Other religious denominations joined the celebration of the Church's centennial in Tonga and set "a marvelous example to the rest of the world of how people with religious differences can work together for a common cause," said Elder Russell M. Nelson of the Council of the Twelve.
Elder Nelson, Elder John H. Groberg of the Seventy and Elder Douglas J. Martin of the Seventy and president of the Pacific Area attended celebrations on Tongatapu, (See Church News, Aug. 31, 1991) and the outer islands of Vava
u and Haapai Aug. 20-24, where many prominent local religious leaders took part in the LDS celebration."I was very favorably impressed with the spirit of religious tolerance and the importance of religious plurality in the island kingdom of Tonga," said Elder Nelson.
He said other religious leaders attended the centennial conferences, their bands and floats entered parades, and other churches donated well-filled food tables for the feasts.
"As a matter of fact, they came to Church leaders in Tonga and said, `This is our celebration, too. We want to participate.'
"Archways were constructed over the major roads to continue the spirit of the celebration," said Elder Nelson. "The other churches even erected some of the archways and covered them with beautiful palms or woven mats and then asked the LDS people to put the text on the archways."

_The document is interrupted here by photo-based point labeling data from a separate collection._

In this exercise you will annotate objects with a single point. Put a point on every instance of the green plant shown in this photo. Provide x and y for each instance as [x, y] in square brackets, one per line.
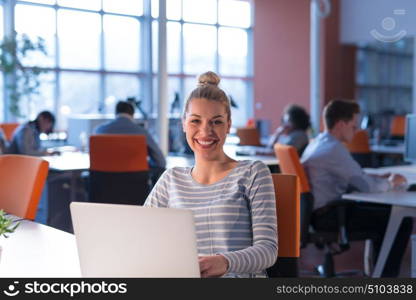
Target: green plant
[23, 80]
[7, 225]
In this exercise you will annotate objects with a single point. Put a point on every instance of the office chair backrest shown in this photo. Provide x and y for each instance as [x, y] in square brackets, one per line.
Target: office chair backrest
[359, 143]
[118, 153]
[9, 129]
[249, 136]
[287, 193]
[22, 179]
[397, 126]
[119, 172]
[289, 163]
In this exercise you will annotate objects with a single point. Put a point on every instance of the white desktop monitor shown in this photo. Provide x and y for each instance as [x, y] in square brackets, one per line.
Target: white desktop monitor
[410, 139]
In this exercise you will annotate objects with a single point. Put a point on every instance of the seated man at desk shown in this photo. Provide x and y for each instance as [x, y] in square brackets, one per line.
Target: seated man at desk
[332, 171]
[293, 129]
[26, 138]
[124, 124]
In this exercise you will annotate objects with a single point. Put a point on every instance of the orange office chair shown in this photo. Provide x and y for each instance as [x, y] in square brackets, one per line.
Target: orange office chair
[9, 129]
[287, 192]
[397, 127]
[22, 179]
[119, 172]
[249, 136]
[360, 148]
[324, 239]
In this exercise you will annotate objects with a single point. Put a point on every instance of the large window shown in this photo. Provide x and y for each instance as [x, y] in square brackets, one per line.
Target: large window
[100, 52]
[205, 35]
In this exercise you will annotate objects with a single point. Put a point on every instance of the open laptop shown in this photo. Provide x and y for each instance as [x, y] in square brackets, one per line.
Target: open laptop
[133, 241]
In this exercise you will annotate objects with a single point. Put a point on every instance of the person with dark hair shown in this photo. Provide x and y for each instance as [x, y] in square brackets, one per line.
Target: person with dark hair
[233, 201]
[293, 129]
[124, 124]
[26, 138]
[332, 171]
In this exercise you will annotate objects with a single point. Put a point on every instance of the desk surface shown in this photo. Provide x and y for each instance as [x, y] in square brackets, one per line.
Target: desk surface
[408, 171]
[384, 149]
[36, 250]
[400, 198]
[78, 161]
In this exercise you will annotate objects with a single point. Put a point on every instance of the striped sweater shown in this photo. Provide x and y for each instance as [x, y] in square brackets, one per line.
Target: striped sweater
[235, 217]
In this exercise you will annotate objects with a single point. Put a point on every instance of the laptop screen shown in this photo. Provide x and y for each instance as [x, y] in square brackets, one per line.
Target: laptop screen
[134, 241]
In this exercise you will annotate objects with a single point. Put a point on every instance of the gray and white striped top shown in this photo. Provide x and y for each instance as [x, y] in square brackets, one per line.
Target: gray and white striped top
[236, 216]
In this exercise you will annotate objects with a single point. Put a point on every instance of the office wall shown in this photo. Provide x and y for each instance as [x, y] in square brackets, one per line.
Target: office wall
[360, 17]
[281, 56]
[338, 59]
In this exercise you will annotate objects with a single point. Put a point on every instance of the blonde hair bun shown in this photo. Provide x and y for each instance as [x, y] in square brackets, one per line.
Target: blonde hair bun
[208, 78]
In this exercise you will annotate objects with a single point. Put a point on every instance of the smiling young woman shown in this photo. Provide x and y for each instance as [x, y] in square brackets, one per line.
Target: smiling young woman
[233, 201]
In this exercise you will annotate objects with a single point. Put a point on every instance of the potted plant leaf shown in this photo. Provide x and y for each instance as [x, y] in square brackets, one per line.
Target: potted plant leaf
[21, 81]
[7, 226]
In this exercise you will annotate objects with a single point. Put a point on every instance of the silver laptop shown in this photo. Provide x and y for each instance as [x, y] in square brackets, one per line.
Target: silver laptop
[134, 241]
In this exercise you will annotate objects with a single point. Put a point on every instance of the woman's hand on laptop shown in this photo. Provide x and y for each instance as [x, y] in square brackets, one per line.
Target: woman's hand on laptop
[213, 266]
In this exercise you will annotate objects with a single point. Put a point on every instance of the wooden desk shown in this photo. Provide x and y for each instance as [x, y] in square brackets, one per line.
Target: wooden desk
[408, 171]
[403, 205]
[36, 250]
[384, 149]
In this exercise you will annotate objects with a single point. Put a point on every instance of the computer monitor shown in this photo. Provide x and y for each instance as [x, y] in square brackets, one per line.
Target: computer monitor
[410, 139]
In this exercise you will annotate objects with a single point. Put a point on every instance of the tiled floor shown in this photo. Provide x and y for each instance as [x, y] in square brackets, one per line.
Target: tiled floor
[353, 259]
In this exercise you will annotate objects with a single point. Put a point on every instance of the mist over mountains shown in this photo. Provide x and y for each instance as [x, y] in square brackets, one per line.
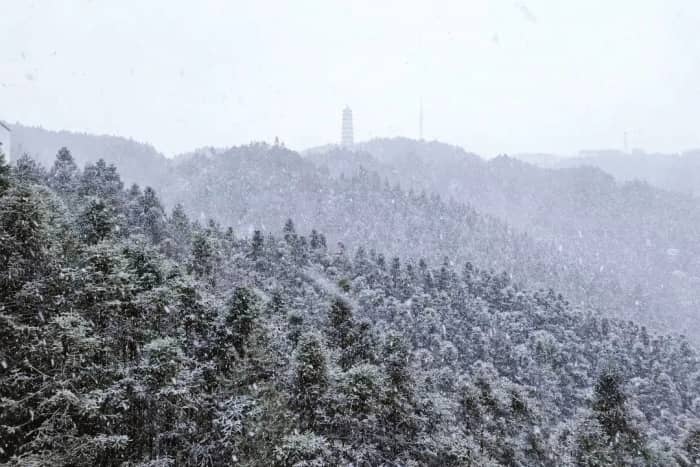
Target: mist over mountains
[624, 247]
[399, 302]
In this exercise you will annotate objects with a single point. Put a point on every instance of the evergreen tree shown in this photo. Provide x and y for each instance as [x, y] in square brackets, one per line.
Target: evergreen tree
[63, 176]
[310, 380]
[96, 221]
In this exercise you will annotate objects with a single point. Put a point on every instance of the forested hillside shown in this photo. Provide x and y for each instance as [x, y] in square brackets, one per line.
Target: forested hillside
[645, 237]
[135, 336]
[677, 172]
[624, 247]
[138, 162]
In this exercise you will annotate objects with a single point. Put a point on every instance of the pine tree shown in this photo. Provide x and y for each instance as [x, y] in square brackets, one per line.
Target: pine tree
[96, 221]
[310, 379]
[63, 176]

On the island of Vava`u, for example, said Elder Nelson, the community joined in the parade of decorated trucks and tractors and marching bands.
"It was a lot of fun. I was asked to give awards to the winning participants. The winning band was from the Wesleyan Methodist Church. The LDS band took second place and the Catholic band won third.

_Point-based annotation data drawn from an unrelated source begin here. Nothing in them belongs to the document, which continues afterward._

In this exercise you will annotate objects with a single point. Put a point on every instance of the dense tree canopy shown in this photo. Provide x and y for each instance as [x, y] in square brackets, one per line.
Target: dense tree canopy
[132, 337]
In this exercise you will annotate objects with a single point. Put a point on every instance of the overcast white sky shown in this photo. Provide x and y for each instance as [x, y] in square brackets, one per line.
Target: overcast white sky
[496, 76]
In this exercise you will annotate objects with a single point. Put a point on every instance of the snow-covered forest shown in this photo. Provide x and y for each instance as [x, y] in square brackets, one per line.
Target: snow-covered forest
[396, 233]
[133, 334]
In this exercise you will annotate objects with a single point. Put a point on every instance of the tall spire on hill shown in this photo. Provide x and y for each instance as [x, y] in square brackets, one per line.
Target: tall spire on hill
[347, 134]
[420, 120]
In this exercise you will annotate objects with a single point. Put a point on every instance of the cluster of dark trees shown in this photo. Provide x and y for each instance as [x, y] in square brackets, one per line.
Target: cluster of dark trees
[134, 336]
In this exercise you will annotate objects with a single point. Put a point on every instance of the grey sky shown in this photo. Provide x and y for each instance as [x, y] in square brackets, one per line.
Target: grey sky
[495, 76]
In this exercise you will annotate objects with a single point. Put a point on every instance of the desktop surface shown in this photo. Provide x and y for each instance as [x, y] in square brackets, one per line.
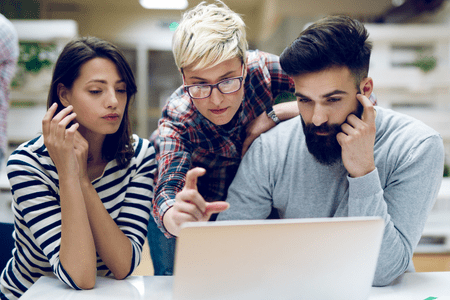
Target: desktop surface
[419, 286]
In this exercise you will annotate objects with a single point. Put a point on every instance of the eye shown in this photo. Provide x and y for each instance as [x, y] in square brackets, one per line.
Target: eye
[227, 82]
[303, 100]
[334, 99]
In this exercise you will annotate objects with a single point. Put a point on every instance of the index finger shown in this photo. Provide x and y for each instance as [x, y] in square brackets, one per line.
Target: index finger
[369, 111]
[191, 177]
[48, 117]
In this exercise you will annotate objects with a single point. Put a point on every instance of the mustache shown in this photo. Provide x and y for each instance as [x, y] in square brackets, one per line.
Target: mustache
[328, 128]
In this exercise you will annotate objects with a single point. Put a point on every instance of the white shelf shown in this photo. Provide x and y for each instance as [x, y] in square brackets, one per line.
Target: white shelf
[45, 30]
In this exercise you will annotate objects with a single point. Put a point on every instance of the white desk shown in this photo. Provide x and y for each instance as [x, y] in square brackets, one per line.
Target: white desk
[410, 286]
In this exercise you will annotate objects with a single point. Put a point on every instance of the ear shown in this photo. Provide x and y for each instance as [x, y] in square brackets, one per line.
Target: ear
[63, 94]
[366, 86]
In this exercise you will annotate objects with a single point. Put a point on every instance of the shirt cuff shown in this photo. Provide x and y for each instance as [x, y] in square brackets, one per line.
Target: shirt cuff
[364, 186]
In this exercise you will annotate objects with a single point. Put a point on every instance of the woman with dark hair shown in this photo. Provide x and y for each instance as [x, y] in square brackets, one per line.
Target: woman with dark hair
[82, 190]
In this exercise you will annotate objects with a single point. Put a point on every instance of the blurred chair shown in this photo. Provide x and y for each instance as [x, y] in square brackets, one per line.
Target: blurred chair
[6, 243]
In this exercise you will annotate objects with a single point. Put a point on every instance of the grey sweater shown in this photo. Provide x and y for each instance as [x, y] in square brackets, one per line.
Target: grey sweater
[278, 171]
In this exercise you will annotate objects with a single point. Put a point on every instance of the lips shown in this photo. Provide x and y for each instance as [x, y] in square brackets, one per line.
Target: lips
[111, 117]
[218, 111]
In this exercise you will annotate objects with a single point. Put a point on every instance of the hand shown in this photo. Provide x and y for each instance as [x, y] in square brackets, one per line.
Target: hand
[81, 147]
[254, 129]
[190, 206]
[357, 140]
[59, 140]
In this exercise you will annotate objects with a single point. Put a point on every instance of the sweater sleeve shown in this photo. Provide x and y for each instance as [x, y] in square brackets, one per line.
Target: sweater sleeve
[404, 204]
[135, 211]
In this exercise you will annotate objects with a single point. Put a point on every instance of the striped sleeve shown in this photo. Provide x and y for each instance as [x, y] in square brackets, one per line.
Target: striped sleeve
[135, 209]
[36, 200]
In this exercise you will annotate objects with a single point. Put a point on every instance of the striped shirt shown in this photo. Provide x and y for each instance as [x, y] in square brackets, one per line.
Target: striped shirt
[125, 193]
[9, 53]
[187, 139]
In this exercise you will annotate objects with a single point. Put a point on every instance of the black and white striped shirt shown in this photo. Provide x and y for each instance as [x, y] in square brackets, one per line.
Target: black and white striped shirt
[125, 193]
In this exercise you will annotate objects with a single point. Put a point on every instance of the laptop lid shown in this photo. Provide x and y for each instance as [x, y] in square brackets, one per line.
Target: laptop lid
[323, 258]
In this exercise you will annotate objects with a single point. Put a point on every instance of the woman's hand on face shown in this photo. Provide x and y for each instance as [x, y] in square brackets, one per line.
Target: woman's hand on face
[81, 147]
[59, 140]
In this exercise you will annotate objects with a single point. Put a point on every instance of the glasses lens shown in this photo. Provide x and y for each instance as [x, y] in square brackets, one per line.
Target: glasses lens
[230, 86]
[199, 91]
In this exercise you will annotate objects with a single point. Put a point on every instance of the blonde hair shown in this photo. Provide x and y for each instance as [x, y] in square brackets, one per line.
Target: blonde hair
[209, 35]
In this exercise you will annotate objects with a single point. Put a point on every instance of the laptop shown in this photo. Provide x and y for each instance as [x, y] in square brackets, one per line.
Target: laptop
[321, 258]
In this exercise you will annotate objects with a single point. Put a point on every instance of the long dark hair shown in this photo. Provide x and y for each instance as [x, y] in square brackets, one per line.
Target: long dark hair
[67, 69]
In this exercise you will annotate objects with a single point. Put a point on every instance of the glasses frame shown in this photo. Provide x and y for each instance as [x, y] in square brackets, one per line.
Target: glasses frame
[216, 85]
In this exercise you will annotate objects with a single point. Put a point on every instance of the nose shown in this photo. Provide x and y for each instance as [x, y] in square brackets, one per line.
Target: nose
[319, 115]
[216, 96]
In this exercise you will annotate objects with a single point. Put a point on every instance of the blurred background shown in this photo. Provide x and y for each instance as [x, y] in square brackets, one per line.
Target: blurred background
[410, 63]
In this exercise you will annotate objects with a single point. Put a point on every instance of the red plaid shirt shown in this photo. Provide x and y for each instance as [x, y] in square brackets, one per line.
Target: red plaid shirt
[186, 139]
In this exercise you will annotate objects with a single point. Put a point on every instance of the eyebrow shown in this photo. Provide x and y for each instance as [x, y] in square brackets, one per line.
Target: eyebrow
[335, 92]
[103, 81]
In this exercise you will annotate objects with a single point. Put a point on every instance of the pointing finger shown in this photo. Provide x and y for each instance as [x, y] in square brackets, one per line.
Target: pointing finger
[191, 177]
[216, 207]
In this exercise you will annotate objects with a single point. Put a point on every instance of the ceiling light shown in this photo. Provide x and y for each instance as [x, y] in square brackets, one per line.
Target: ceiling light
[164, 4]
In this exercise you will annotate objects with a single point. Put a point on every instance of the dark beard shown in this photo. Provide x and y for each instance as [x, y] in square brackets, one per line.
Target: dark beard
[326, 149]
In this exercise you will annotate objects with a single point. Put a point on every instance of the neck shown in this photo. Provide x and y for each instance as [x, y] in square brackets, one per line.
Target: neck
[95, 142]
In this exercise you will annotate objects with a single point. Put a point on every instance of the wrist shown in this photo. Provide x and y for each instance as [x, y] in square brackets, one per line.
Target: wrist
[271, 114]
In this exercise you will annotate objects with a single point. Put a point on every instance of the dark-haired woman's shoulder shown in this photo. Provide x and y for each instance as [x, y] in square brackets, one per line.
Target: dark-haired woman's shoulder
[144, 152]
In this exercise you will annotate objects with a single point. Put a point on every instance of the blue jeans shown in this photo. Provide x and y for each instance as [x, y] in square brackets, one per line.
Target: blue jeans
[162, 249]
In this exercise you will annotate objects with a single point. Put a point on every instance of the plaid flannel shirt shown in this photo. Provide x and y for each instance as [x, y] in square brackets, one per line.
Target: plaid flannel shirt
[185, 139]
[9, 52]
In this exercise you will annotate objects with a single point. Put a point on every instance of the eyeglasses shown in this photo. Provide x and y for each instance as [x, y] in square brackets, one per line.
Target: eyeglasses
[226, 86]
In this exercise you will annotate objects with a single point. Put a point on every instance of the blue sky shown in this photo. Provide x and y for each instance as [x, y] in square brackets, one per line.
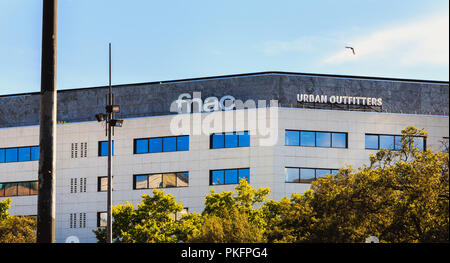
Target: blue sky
[167, 40]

"I gave prizes to the winners of the marathon – a race from the airport to the city of Neiafu – and none of the winners were LDS.
"I thought, `What a marvelous example for communities elsewhere in the world where people tend to divide communities because of religious or political differences.

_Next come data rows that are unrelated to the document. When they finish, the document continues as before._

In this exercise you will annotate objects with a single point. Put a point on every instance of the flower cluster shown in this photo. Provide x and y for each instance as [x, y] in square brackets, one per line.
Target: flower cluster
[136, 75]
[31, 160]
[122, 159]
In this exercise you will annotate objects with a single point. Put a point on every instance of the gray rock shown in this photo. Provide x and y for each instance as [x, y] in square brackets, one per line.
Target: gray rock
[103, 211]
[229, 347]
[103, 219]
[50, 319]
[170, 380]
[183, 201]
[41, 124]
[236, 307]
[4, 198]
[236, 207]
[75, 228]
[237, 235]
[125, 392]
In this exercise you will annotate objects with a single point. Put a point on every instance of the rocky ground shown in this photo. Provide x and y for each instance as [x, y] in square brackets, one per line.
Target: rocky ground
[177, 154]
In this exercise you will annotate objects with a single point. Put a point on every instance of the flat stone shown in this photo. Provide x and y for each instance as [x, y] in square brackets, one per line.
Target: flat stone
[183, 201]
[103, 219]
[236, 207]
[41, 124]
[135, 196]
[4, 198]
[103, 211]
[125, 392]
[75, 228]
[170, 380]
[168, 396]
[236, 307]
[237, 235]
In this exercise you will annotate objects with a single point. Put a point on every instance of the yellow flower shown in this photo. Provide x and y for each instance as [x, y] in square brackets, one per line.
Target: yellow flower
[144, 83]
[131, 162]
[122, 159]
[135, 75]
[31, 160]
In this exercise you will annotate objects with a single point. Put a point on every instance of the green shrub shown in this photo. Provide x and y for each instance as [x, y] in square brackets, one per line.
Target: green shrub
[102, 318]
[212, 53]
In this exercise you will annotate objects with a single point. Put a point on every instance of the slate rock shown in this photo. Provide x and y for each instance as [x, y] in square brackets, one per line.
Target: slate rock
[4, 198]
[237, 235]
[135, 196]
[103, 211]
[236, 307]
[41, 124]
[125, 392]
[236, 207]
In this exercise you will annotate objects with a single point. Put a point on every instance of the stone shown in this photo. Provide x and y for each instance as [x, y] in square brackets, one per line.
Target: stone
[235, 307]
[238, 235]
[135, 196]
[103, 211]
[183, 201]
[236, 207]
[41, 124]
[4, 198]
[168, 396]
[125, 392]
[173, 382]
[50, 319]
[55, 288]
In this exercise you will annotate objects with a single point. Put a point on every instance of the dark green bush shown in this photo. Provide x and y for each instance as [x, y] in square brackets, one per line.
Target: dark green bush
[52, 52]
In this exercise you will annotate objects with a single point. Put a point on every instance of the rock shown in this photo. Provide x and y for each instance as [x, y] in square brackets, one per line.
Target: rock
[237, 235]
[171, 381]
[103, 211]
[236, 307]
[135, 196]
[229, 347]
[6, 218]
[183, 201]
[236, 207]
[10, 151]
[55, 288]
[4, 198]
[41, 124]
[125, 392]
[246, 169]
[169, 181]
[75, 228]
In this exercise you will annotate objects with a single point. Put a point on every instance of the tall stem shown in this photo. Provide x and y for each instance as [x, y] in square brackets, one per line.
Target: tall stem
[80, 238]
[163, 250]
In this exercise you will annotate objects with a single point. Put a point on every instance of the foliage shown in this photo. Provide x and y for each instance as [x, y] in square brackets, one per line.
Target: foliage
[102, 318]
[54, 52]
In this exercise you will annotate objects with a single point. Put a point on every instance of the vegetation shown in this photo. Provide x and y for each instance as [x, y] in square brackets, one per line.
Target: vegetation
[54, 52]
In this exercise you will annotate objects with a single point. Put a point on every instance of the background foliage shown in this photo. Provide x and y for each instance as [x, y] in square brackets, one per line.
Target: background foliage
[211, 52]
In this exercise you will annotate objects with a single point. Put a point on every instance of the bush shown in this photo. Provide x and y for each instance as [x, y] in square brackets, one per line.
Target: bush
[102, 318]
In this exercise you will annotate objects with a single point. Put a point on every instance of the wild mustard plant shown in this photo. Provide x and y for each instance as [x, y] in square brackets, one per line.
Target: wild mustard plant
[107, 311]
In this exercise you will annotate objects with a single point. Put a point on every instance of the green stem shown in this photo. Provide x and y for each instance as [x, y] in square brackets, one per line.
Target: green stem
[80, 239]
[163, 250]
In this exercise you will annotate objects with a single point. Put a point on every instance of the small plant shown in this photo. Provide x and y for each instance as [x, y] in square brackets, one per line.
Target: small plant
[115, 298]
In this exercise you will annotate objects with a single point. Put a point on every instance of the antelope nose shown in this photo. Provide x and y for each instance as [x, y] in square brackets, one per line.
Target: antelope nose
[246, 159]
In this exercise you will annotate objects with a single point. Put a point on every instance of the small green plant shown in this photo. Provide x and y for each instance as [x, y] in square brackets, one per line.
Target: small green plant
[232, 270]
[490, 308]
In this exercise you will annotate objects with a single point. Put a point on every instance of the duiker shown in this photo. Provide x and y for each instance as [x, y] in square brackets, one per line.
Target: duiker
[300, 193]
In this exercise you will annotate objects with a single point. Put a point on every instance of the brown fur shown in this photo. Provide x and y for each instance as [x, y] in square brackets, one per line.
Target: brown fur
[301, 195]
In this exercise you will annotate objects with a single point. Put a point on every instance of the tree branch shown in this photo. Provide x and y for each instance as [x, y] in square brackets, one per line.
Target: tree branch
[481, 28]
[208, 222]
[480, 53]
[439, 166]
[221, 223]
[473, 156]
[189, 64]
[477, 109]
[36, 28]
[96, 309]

"I was really pleased to see the model of tolerance and mutual cooperation in Tonga. These people love the Lord and they love each other."
He referred to one of the messages shared by the magistrate of the police court in Vava`u Island.
"He stood and made a great declaration. He said that in all his years of presiding as a magistrate in Neiafu, he had never yet had to try an active member of the Church. He said he respected the Church for teaching the people to obey the laws of the land, because they really do it."
Elder Nelson said he appreciated the sacrifice made by the members and their friends to commemorate the Church's centennial in Tonga.
Elder Groberg, a former missionary and mission president in Tonga, observed that "the truth is they [the people of TongaT have come of age. They realize we are there to stay, that we are a force in the community and that we are helpful.
"The people are very helpful. Even when I was there as a young missionary, some of my best friends were Catholic priests or Wesleyan ministers."
Tongans have always been a religious people, he continued. "Tongans really look out for other Tongans. They help them build their chapels; there is a real feeling of community among them."